Seems like you just need to iterate with the prompt some more 🤷🏻 Different models are better or worse at following prompts

logan-markewich commented 3 months ago

Also, the text_qa_template is not used in a context chat engine

logan-markewich commented 3 months ago

It has a context_template, or optionally, if the system_prompt is provided, its appended to the context_template

Here's the default context template

DEFAULT_CONTEXT_TEMPLATE = (
    "Context information is below."
    "\n--------------------\n"
    "{context_str}"
    "\n--------------------\n"
)

And your system prompt would get appended to the end of that

AndyThurgood commented 3 months ago

@logan-markewich We are also seeing the issue described above when using the chat engine.

When we ask an initial question we get the correct answer that includes detail pulled from our index context.

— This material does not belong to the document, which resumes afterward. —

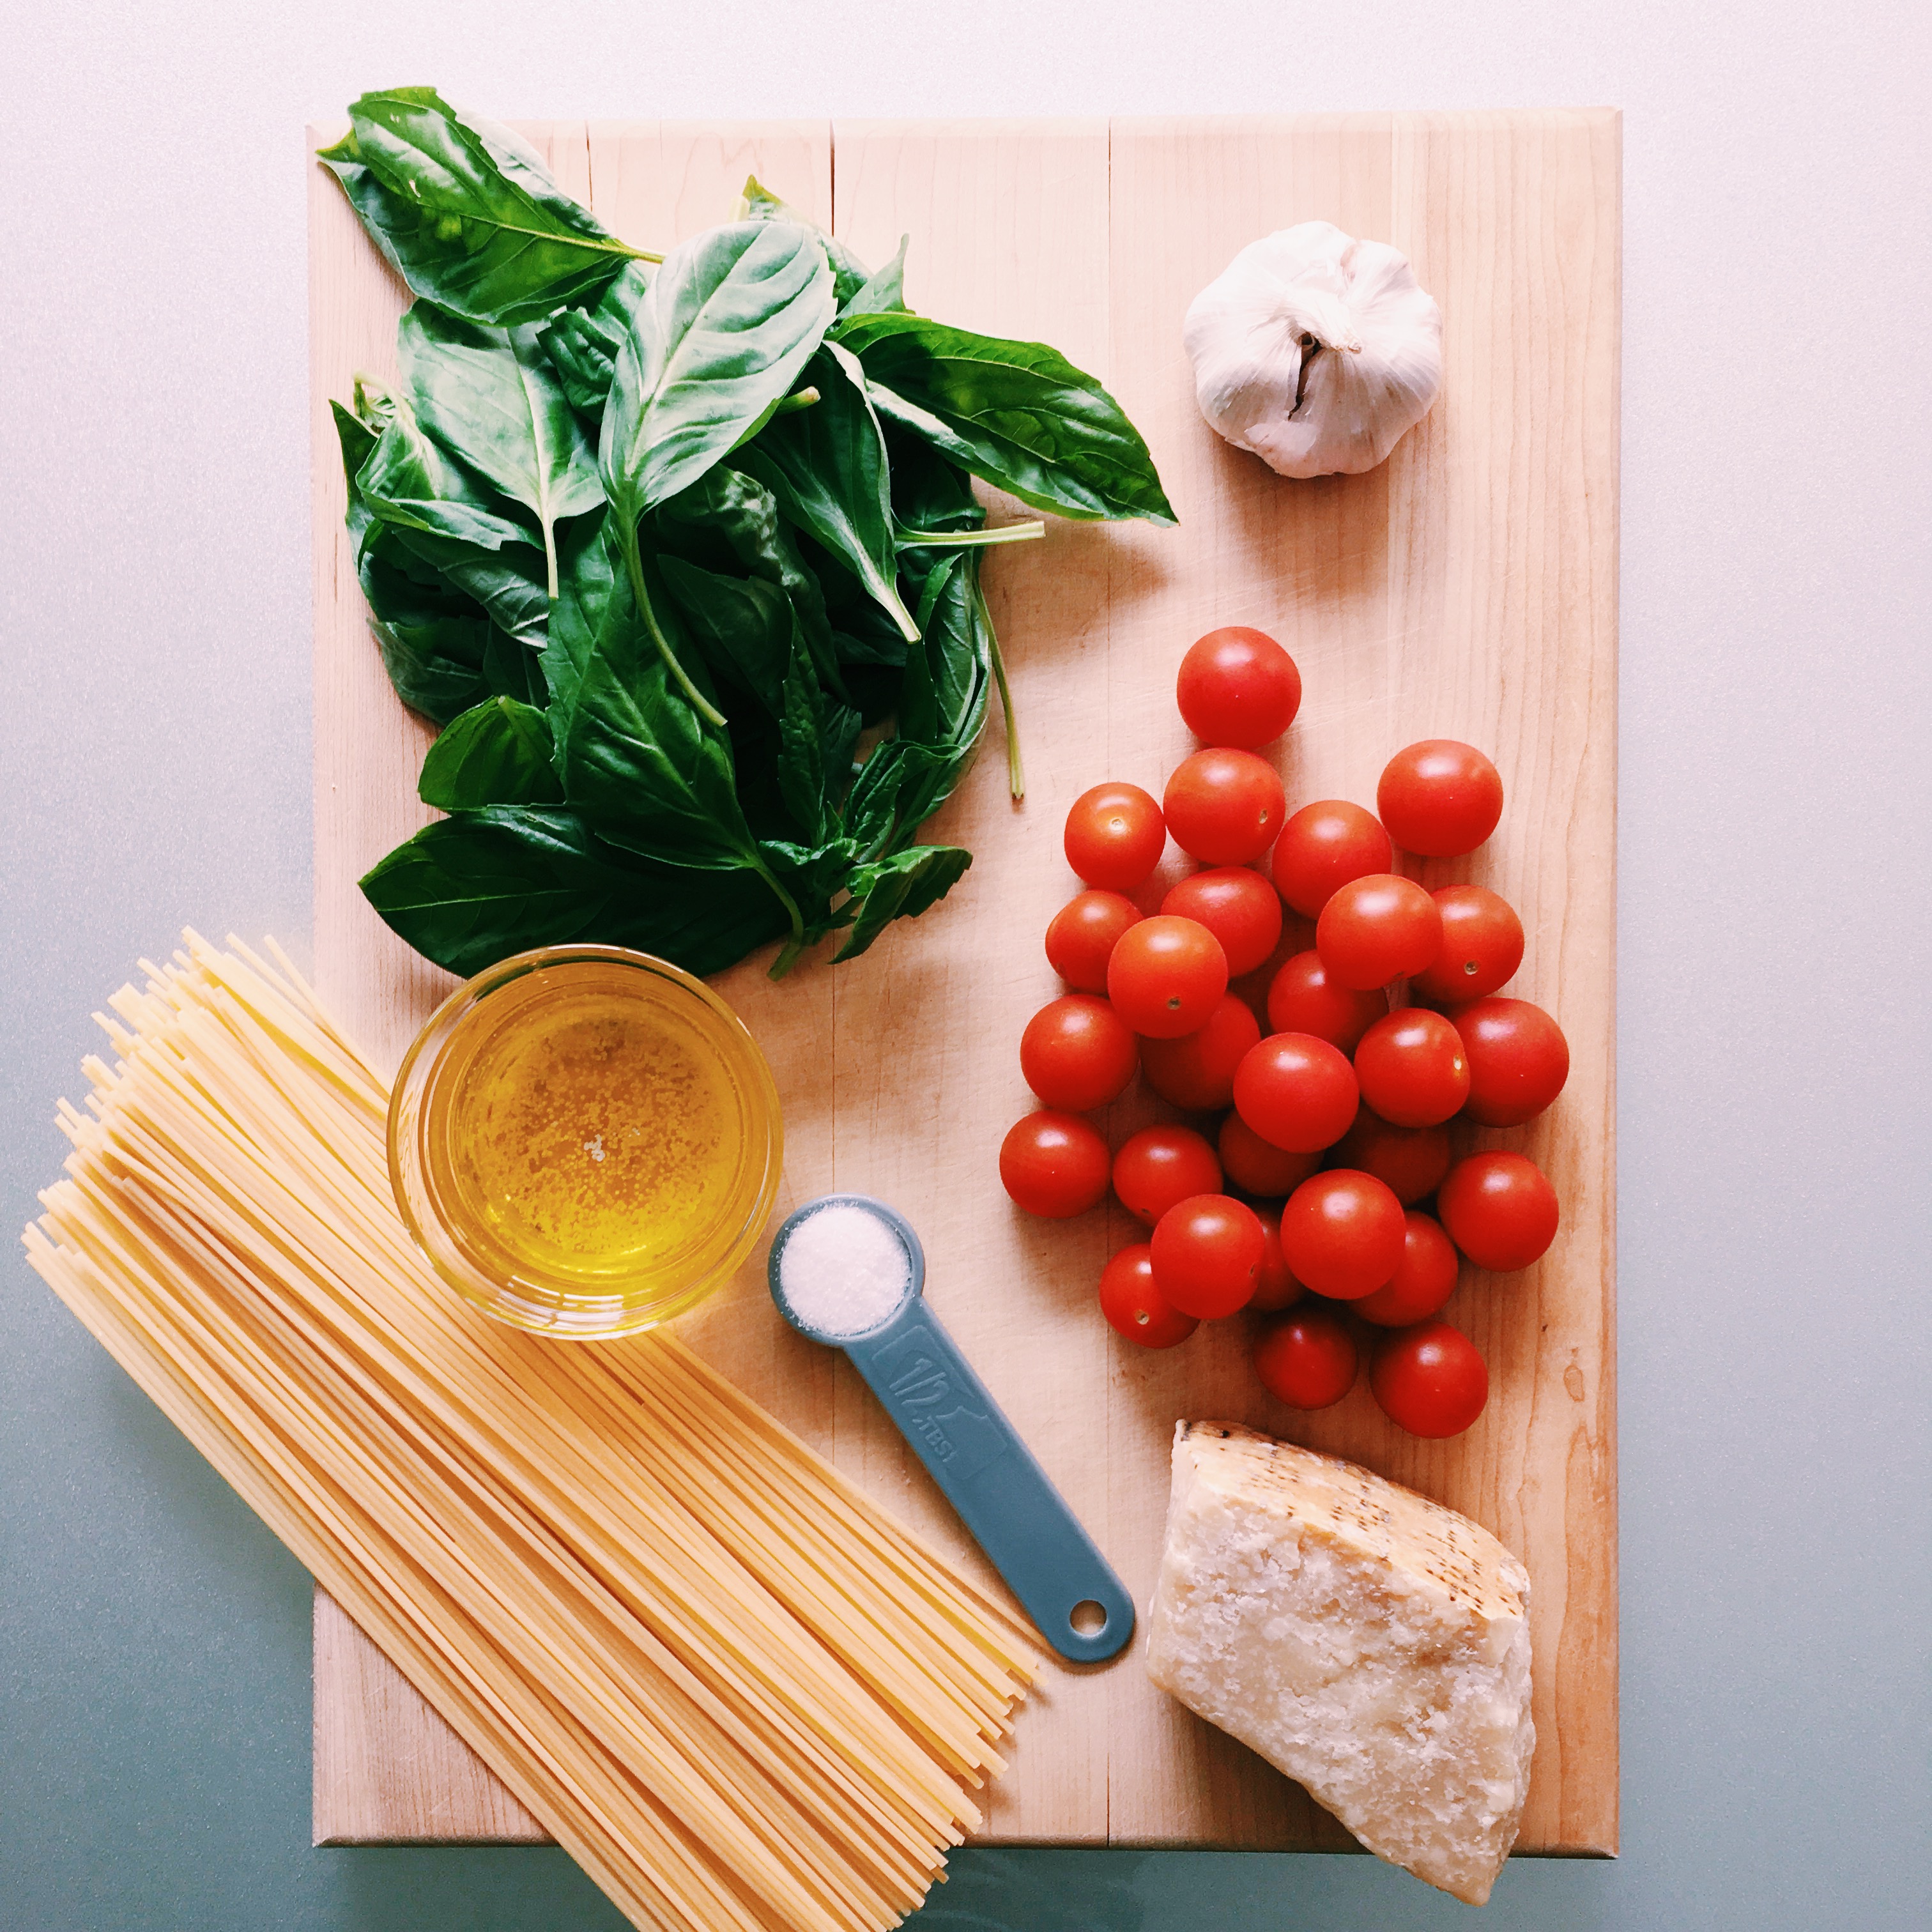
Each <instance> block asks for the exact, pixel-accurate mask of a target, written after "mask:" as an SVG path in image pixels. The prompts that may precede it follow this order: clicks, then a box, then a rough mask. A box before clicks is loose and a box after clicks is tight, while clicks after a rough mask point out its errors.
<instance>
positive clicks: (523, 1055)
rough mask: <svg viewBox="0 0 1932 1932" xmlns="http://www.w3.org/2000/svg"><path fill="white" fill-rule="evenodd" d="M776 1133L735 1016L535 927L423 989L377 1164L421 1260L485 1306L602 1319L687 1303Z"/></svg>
mask: <svg viewBox="0 0 1932 1932" xmlns="http://www.w3.org/2000/svg"><path fill="white" fill-rule="evenodd" d="M782 1153H784V1144H782V1128H781V1122H779V1095H777V1090H775V1086H773V1082H771V1070H769V1068H767V1065H765V1057H763V1055H761V1053H759V1051H757V1041H755V1039H753V1037H752V1034H750V1032H748V1030H746V1026H744V1022H742V1020H740V1018H738V1016H736V1014H734V1012H732V1010H730V1007H726V1005H725V1001H723V999H719V997H717V993H713V991H711V989H709V987H707V985H703V983H701V981H699V980H694V978H692V976H690V974H686V972H680V970H678V968H676V966H670V964H667V962H665V960H657V958H651V956H649V954H643V952H630V951H624V949H622V947H541V949H537V951H535V952H520V954H516V956H514V958H508V960H502V964H498V966H493V968H491V970H489V972H485V974H479V976H477V978H475V980H471V981H469V983H468V985H464V987H460V989H458V991H456V993H452V995H450V999H446V1001H444V1003H442V1007H439V1009H437V1012H435V1016H433V1018H431V1022H429V1024H427V1026H425V1028H423V1032H421V1036H419V1037H417V1041H415V1045H413V1047H410V1053H408V1057H406V1059H404V1063H402V1072H400V1074H398V1076H396V1092H394V1095H392V1099H390V1109H388V1169H390V1179H392V1182H394V1188H396V1202H398V1206H400V1208H402V1215H404V1219H406V1221H408V1225H410V1233H412V1235H413V1236H415V1240H417V1244H419V1246H421V1248H423V1252H425V1254H427V1258H429V1262H431V1265H433V1267H435V1269H437V1273H439V1275H440V1277H442V1279H444V1281H446V1283H448V1285H450V1287H452V1289H456V1291H458V1293H460V1294H464V1296H466V1298H468V1300H471V1302H475V1304H477V1306H479V1308H483V1310H485V1312H487V1314H491V1316H495V1318H497V1320H498V1321H508V1323H514V1325H516V1327H526V1329H539V1331H543V1333H551V1335H574V1337H585V1339H591V1337H612V1335H632V1333H636V1331H638V1329H647V1327H655V1325H657V1323H659V1321H667V1320H670V1318H672V1316H676V1314H682V1312H684V1310H688V1308H692V1306H696V1304H697V1302H699V1300H703V1298H705V1296H707V1294H709V1293H711V1291H713V1289H717V1287H723V1283H725V1281H728V1279H730V1275H732V1273H734V1271H736V1269H738V1265H740V1264H742V1262H744V1260H746V1256H748V1254H750V1252H752V1248H753V1246H755V1244H757V1238H759V1235H761V1233H763V1227H765V1221H767V1217H769V1215H771V1204H773V1200H775V1196H777V1190H779V1169H781V1163H782Z"/></svg>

If we then ask a follow up question we get a response that is not being bound to the context of the chat engine. If we ask a subsequent question that is not related to the previous, we again get the correct response.

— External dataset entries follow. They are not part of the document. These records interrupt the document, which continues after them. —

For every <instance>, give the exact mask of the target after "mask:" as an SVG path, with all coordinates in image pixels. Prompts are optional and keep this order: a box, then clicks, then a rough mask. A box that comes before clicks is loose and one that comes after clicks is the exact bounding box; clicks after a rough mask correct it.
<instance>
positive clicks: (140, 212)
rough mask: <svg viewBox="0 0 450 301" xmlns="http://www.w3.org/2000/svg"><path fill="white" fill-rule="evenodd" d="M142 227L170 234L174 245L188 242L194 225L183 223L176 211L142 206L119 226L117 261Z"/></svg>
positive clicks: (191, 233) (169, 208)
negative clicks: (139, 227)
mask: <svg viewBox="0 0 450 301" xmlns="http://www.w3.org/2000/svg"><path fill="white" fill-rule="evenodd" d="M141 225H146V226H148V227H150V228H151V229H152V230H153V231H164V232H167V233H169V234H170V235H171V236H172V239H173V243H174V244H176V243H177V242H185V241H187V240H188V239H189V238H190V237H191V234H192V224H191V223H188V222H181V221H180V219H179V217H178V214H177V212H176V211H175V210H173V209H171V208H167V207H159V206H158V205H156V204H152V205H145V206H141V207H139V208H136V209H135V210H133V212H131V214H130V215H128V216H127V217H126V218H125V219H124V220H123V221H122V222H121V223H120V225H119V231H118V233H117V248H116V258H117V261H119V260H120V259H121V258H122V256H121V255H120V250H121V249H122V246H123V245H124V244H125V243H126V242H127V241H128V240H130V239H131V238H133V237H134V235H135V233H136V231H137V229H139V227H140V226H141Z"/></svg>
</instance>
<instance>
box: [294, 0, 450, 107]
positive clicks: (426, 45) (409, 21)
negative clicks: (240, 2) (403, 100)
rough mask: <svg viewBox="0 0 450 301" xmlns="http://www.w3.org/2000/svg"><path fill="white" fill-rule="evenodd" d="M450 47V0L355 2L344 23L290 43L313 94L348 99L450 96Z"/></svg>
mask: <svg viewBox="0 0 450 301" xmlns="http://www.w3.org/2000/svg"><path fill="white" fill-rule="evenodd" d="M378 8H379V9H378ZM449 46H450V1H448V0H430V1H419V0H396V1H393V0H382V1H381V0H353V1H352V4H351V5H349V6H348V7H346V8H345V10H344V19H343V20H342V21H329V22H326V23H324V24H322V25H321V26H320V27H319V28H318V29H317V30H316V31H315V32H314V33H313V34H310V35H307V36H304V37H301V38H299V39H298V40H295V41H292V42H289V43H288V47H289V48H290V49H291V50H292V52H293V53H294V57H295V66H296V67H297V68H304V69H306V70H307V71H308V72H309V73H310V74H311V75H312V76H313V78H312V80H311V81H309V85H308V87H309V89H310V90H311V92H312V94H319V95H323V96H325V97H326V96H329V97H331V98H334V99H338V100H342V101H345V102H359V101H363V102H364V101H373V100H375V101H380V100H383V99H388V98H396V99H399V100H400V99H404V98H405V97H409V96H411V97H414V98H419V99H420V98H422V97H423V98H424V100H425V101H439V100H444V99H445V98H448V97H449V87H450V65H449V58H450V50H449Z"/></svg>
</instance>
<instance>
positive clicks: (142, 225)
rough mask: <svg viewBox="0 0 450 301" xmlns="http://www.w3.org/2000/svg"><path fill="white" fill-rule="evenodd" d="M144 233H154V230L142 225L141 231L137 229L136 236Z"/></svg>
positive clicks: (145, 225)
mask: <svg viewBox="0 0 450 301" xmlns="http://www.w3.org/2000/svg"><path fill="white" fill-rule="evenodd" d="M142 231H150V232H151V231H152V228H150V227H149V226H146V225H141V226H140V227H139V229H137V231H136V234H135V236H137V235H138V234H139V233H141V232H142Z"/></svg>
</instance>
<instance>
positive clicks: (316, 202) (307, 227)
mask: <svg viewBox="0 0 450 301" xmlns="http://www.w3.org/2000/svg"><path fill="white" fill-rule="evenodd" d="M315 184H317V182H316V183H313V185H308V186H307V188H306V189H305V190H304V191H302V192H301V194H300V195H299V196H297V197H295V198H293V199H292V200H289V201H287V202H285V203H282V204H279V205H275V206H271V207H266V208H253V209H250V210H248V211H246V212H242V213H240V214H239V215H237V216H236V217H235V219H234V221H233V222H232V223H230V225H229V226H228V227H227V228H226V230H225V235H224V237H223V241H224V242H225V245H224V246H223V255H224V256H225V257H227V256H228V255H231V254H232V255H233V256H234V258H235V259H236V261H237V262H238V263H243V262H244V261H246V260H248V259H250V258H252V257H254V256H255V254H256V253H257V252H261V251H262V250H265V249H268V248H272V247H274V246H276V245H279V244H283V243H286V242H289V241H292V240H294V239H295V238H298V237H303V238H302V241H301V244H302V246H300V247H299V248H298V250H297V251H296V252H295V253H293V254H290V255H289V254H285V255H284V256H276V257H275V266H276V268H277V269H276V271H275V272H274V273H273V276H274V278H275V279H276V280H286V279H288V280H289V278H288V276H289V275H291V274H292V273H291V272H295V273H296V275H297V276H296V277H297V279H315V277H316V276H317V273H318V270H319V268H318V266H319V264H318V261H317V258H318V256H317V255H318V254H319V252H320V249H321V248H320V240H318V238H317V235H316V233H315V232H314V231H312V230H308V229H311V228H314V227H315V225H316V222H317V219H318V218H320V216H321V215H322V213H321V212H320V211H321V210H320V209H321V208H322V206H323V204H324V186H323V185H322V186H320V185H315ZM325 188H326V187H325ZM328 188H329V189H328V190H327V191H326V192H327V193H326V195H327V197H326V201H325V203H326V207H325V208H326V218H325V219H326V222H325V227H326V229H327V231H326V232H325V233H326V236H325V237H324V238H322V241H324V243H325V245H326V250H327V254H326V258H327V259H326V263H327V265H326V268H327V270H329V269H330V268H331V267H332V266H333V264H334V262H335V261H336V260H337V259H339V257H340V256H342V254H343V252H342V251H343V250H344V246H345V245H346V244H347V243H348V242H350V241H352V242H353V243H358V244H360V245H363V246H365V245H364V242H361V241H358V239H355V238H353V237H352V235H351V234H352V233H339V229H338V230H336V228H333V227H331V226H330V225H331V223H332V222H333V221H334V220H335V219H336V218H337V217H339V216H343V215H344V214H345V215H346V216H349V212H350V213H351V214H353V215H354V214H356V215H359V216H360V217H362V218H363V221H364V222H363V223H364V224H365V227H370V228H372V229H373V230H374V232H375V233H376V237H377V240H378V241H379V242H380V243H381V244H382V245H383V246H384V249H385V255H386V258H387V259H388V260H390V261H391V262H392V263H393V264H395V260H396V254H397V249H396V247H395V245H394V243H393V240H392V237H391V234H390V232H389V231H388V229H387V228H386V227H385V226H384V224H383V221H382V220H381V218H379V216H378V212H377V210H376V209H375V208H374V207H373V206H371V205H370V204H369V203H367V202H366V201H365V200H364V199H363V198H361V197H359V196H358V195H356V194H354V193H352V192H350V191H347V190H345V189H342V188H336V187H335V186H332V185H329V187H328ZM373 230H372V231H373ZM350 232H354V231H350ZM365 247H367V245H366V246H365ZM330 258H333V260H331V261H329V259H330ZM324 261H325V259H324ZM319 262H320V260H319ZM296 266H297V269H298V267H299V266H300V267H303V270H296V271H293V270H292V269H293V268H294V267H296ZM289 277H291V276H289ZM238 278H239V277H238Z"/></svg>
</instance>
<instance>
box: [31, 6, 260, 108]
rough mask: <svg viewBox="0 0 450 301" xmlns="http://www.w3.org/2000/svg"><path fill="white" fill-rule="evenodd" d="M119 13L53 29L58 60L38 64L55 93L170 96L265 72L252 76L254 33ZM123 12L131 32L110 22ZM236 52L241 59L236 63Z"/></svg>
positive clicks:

As simple setup that we see this issue with:

# list of `ChatMessage` objects
custom_chat_history = [
    ChatMessage(
        role=MessageRole.USER,
        content="How many orders are over 50?",
    ),
    ChatMessage(
        role=MessageRole.ASSISTANT, 
        content="You have 1,842,541 orders over £50",
    )
]

# setup the chat instance
chat_engine = index.as_chat_engine(
    chat_mode="context",
    system_prompt=db_query_template,
    llm=llm
)

# ask follow up question
answer = chat_engine.chat("and also under 2000?", chat_history=custom_chat_history)

This produces an answer that has the correct structure but is referencing a property that doesn't exist anywhere in the chat history or the index context

I've tried tweaking the context_template but it doesn't seem to influence the behavior of follow up questions. Is this an issue with how the system_prompt is handled? We have a {context_str} in the system prompt, is that going to be populated given the way the context_prompt works?

Or is this linked to us manually managing the chat history?